Record companies, their business plummeting as illegal file sharing has risen, are scrambling to find a new business model that works in a world of spacious disk drives. Many people have stopped buying compact discs, and record stores are going down the tubes. Movie companies are fighting frenzied court battles to keep from falling victim to the same fate as the music companies.

Film and camera companies have been thrown into turmoil, too, for disk drives make it possible to store thousands of pictures electronically, rendering digital photography cheap and convenient. The film business is sinking, and Eastman Kodak Corp., one of the icons of American business, is reeling.

Parkin said the drives can even be credited with making the Internet in its present form possible.
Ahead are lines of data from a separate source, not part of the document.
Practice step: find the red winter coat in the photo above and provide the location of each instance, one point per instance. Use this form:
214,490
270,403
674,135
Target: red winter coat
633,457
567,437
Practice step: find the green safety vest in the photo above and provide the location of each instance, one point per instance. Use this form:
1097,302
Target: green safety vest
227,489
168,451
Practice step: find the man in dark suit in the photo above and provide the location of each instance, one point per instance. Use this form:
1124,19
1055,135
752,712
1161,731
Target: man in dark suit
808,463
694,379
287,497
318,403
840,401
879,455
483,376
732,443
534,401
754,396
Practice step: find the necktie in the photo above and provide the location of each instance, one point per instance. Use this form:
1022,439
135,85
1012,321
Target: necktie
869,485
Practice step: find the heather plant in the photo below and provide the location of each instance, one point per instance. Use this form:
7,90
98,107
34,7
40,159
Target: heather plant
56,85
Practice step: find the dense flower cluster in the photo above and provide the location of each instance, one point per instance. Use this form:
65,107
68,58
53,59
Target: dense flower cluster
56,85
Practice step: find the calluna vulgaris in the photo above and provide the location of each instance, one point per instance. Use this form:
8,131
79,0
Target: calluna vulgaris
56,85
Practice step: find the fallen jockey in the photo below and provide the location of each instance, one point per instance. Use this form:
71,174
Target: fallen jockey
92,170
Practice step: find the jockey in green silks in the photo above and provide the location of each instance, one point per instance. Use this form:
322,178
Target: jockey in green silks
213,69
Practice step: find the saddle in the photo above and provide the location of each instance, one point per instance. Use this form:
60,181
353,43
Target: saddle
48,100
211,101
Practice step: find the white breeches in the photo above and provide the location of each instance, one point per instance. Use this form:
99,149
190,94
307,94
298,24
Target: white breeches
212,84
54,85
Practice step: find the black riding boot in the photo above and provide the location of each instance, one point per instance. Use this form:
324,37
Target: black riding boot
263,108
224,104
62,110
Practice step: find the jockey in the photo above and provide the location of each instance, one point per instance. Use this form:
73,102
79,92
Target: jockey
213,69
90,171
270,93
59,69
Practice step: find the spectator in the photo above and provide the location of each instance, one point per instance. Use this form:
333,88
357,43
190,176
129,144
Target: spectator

The World Wide Web pages that companies and universities create are all stored on computer disks, and if IBM or somebody else had not made the breakthrough, Parkin said, there would be no place to keep such a huge amount of digital information.

IBM recently sold its computer disk business, but its scientists, including Parkin, are back in the lab, using nanotechnology to look for new data storage techniques that will render their last one obsolete.

“There isn’t any human artifact that we manufacture that won’t eventually be dependent on the kinds of discoveries being made in laboratories now,” Theis said. “The long-term consequences of this technology are going to be truly transforming. The trouble is, you can’t predict the details of what that world will be like.”